The Department of Education will examine whether Utah’s bans violate Section 504 of the Rehabilitation Act of 1973, which includes “the right of students with disabilities to receive their education in the regular educational environment, alongside their peers without disabilities, to the maximum extent appropriate to their needs” according to the letter.

It will also look at whether the prohibitions violate the Americans with Disabilities Act of 1990, which prohibits disability discrimination by public entities, including public education systems and institutions.

In Utah’s case, the prohibition on masking — and requirements for reopening for K-12 schools and public colleges and universities this fall — were established in state laws passed by the Utah Legislature. However, it created a pathway for a local option for health orders, but they only remain in place 30 days. County commissions or councils can vote to extend an order or rescind it.

Utah’s State Superintendent of Public Instruction Sydnee Dickson responded to the letter in a statement:

“While we appreciate OCR’s efforts to protect children, specifically students with disabilities, we think they have unfairly defined Utah as a state where mask mandates cannot occur. State law places these decisions at the local level with local health departments and locally elected officials. We have witnessed the process occurring in several counties and currently Salt Lake City and Grand County School districts have indoor mask mandates in place.”

The statement continued: “Our schools continue to utilize the many health and safety protocols developed and implemented last year to keep our students learning in person.”

Dickson’s statement noted a recent Centers for Disease Control and Prevention study that “heralded Utah’s efforts in keeping students safe amid COVID-19 concerns.” Utah law continues to allow school districts and charter schools to work with local health departments that can continue to issue public health orders on indoor mask mandates.

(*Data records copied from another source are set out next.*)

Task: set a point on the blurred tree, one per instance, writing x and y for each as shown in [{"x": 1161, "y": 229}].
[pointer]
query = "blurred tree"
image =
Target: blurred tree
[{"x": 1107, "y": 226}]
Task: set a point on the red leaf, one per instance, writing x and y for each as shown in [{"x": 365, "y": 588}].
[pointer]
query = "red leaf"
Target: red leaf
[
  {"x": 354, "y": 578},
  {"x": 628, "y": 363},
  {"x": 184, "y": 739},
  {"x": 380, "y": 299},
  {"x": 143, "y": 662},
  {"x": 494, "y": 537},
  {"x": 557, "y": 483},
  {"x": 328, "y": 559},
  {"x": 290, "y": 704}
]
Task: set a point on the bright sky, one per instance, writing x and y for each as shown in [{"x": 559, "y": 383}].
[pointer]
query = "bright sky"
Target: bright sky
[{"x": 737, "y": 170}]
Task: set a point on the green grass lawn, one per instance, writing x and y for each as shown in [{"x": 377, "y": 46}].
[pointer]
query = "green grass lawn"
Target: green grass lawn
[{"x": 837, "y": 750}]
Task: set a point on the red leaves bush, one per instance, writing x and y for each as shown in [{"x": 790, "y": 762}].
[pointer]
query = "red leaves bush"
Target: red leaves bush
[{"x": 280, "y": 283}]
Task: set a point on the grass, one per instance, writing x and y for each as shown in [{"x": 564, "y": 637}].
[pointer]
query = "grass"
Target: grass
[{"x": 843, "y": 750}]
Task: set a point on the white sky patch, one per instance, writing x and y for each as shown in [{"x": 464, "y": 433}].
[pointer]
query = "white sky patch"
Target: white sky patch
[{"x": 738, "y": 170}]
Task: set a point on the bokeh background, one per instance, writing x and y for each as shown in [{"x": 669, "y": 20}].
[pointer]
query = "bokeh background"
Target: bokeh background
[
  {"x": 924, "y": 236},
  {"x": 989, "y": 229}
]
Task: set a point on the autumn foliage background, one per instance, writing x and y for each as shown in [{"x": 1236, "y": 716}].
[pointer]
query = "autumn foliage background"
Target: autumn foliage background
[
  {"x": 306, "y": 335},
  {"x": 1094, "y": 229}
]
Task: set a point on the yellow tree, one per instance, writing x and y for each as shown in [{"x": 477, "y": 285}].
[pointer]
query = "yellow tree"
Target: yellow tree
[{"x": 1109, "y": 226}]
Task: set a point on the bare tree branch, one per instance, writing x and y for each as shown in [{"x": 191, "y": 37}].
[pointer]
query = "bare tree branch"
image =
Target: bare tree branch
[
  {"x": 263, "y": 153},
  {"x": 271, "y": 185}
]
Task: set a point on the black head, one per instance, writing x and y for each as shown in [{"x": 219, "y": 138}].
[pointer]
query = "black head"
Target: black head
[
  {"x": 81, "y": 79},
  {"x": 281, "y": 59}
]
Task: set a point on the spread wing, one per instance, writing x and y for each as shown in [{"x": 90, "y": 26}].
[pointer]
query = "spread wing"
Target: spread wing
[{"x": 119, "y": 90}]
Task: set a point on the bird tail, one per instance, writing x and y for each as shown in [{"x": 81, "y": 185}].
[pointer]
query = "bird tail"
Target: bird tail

“We look forward to working with OCR to clarify Utah’s position on the issue. We continue to urge districts and charters to work with their local public health care professionals to continue providing Utah students and public school staff with safe and effective schools,” she said.

The Office of Civil Rights, according to its letter, will examine “whether, in light of Utah’s prohibition on local school districts and schools from requiring the use of masks on school property and during in-person school-sponsored activities, the Utah State Board of Education may be preventing school districts in the state from considering or meeting the individual educational needs of students with disabilities or otherwise enabling discrimination based on disability in violation of Section 504 and Title II.”

The letter says particular attention to whether the state board “may be preventing schools from making individualized assessments about mask use so that students with disabilities can attend school and participate in school activities in person, consistent with their right to receive a free appropriate public education and to be free from discrimination based on their disability.”

The letter explains that the opening of an investigation “in no way implies that OCR has decided whether there has been a violation of a law OCR enforces,” which could result in a loss of federal funding. The letter describes the civil rights office as a “neutral fact-finder.”